Because the government has such a high burden (proof of every element beyond a reasonable doubt), the prosecutor is given the opportunity to have the first word and the last word. The prosecutor begins the process by arguing the government's case and asking the jury to return a verdict of guilty. It is the low point in the trial for the defendant, because it is the time when the most compelling case is made against the defendant and every inference that can be drawn from the evidence is turned against the defendant.
When the prosecutor sits down, the court then asks the jury to give their attention to defense counsel. It is that point that I remind the jury of the obligations and commitments they made to me during the jury selection process. I remind them of their role not as advocates, but as impartial judges of the facts. I then proceed with my argument and conclude by reminding the jury that the prosecutor will have the last word and that I will not be able to respond. I ask them to keep my comments in mind and to ask themselves how I would have responded if they hear something new or something that I didn't address in my closing. At that point I sit down and my client's day in court has concluded. The jury will hear nothing further from the defense.
The prosecutor then gets up and makes his "rebuttal" to my argument. It's not unusual for this sequence of three final arguments to take several hours. Once concluded, the jury then retires to the jury room and begins its deliberations.
Verdicts in criminal trials must be unanimous. Each juror votes either Guilty or Not Guilty and all jurors must agree before any verdict can be returned to the judge. When a jury has concluded its deliberations and reached a verdict, they inform the bailiff and are then brought back into the courtroom to have the verdict read. There is nothing to compare to the drama of watching everyone in the courtroom hold their breath as the verdict is being read.

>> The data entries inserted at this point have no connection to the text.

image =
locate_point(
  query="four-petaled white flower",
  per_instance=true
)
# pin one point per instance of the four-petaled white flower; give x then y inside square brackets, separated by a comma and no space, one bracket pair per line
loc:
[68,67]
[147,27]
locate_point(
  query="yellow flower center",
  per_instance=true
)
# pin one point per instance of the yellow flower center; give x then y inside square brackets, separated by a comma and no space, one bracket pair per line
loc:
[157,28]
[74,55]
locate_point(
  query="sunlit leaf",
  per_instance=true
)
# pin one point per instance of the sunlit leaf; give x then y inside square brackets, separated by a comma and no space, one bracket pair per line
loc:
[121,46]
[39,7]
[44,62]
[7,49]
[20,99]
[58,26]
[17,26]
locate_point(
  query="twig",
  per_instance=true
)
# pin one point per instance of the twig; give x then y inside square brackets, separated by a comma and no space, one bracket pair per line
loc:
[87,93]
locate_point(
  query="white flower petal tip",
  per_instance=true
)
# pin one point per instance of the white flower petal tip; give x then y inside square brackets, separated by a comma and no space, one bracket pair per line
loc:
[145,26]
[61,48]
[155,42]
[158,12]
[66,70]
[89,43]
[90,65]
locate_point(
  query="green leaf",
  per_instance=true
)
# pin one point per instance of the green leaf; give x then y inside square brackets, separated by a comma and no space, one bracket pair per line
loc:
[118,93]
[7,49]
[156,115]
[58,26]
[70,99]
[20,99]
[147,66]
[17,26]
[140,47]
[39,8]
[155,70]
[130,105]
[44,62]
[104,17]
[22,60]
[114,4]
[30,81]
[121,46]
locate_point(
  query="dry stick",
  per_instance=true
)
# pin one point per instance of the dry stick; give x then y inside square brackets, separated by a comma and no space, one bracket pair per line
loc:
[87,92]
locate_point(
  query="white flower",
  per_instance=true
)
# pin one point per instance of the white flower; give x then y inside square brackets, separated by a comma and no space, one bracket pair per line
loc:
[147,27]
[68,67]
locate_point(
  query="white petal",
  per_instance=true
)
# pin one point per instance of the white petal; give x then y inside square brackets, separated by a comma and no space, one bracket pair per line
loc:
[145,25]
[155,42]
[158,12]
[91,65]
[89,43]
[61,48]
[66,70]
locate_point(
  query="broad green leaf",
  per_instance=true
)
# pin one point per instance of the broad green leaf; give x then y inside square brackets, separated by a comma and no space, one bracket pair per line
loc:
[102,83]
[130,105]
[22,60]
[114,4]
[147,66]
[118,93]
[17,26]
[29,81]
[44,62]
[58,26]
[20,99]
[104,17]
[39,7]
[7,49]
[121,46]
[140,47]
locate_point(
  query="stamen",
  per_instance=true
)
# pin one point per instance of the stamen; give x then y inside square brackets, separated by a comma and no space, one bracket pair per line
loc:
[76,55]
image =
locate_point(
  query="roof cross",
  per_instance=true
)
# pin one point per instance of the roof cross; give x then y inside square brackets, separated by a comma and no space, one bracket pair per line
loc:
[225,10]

If for some reason the jurors cannot reach unanimous agreement, they inform the court of this fact and a "mistrial" is declared, which has no effect on determining guilt or innocence. It's as though no trial had ever occurred, and the case is put back on the court calendar for further proceedings. Often, the government will choose not to re-try a case, particularly if the jury was split in favor of the defendant.

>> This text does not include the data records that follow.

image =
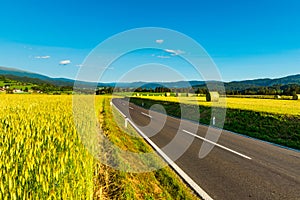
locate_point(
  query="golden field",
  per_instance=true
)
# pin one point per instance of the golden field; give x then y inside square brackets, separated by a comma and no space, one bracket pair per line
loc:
[42,156]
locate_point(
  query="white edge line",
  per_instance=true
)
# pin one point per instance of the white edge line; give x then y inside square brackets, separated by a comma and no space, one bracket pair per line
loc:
[146,114]
[216,144]
[186,177]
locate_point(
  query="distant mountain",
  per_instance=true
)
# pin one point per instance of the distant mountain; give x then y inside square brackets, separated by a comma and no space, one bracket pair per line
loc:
[17,74]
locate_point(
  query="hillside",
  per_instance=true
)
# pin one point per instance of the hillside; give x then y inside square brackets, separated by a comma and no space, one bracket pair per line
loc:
[256,84]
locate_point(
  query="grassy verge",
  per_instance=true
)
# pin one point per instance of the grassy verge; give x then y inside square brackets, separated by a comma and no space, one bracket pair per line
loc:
[158,184]
[281,129]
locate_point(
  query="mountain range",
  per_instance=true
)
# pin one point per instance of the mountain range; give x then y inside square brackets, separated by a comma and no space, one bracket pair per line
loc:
[25,76]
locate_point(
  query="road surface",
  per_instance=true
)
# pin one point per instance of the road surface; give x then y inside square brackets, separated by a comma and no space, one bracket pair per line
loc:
[238,167]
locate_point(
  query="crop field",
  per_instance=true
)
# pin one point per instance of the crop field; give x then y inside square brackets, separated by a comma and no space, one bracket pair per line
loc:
[42,156]
[287,107]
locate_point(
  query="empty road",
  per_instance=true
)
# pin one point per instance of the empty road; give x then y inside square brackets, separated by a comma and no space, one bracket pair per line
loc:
[238,167]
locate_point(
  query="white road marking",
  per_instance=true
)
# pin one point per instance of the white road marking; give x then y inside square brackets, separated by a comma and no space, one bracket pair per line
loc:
[218,145]
[146,114]
[186,177]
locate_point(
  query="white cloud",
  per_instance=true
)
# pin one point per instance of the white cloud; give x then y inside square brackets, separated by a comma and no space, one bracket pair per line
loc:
[42,57]
[163,57]
[65,62]
[160,41]
[174,52]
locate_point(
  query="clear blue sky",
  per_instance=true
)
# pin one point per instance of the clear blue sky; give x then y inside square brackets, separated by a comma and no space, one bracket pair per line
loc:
[246,39]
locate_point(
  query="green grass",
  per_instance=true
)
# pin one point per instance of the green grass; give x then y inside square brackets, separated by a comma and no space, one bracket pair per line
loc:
[158,184]
[283,129]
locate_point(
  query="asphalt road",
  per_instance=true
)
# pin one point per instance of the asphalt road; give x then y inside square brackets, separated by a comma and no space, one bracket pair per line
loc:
[237,168]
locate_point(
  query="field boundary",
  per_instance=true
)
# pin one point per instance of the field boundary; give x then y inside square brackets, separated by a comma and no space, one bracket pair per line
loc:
[177,169]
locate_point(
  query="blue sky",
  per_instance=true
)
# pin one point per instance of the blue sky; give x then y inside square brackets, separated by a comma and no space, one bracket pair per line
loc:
[246,39]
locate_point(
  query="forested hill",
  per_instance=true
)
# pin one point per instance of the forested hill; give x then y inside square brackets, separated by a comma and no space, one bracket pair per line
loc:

If the jury votes a verdict of Not Guilty, the case is over and can never be appealed by the government. The defendant is free to go and there are no further proceedings. The parties can all talk to the jurors and ask them questions about their view of the evidence. I learn a lot from my discussions with jurors after a verdict, it's a very useful de-briefing process.
Trial is an exhausting and tense experience, requiring a command of the facts and absolute confidence in presentation to the jury. Most lawyers will spend their entire career never going to trial, and this comes as a surprise to most people who are used to television dramas that always end in a trial. But the reality is quite different. Trial lawyers are a rare breed and the best have established a reputation of a willingness to stand in the arena and fight, win or lose. Prosecutors don't like going to trial, and they confer significant respect to the criminal defense lawyer who actually goes to trial.